Other transcriptional regulators that act upstream of Runx1 include the Ldb1–Lim motif 2–stem cell leukemia protein–GATA box binding protein 2 protein complex that drives the expression of Runx1 [29,34] (Figure 2). Deficiency in Ldb1 abrogates the expression of Runx1 [29]. Absence of stem cell leukemia leads to a redirection of the hematopoietic developmental program towards the cardiac smooth muscle lineage [30,31]. Finally, GATA box binding protein 2 loss of function also results in embryonic lethality [35]. Downstream of Runx1 are transcription factors that play distinct roles in erythroid, myeloid, and lymphoid developmental programs such as GATA box binding protein 1, PU box binding protein 1 (SPI1), and Runx1 itself, respectively [36-38].

Figure 2
figure 2

Transcriptional regulators in the definitive hematopoietic development program.
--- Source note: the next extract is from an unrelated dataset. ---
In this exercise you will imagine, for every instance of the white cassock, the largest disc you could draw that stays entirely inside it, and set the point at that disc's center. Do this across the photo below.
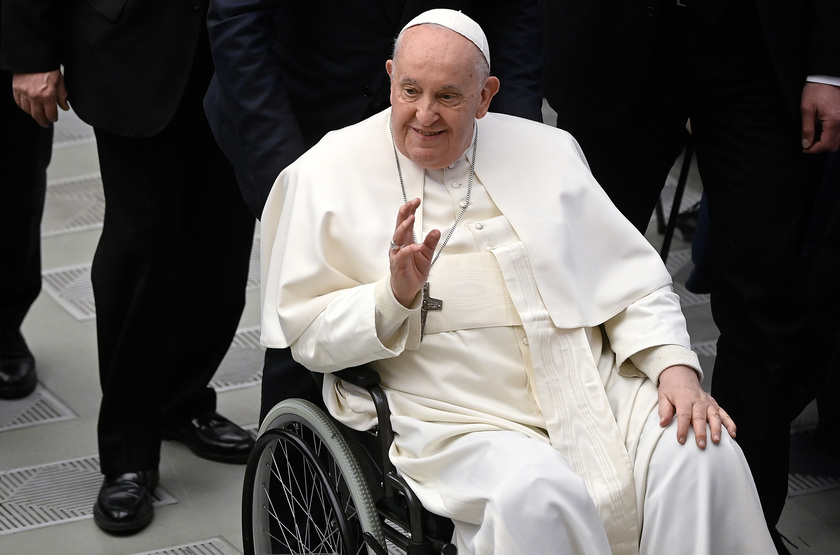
(527, 414)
Lim-domain-binding 1 (Ldb1) stabilizes a complex of transcription factors involving Lim-motif 2 (Lmo2), stem cell leukemia (Scl), and GATA box binding protein 2 (GATA2) [29]. During hematopoietic differentiation, this complex induces the expression of runt related protein 1 (Runx1), which is required for definitive hematopoiesis, as reported previously [27]. Surface marker analysis revealed that generation of CD41+ cells is impaired in the absence of Ldb1.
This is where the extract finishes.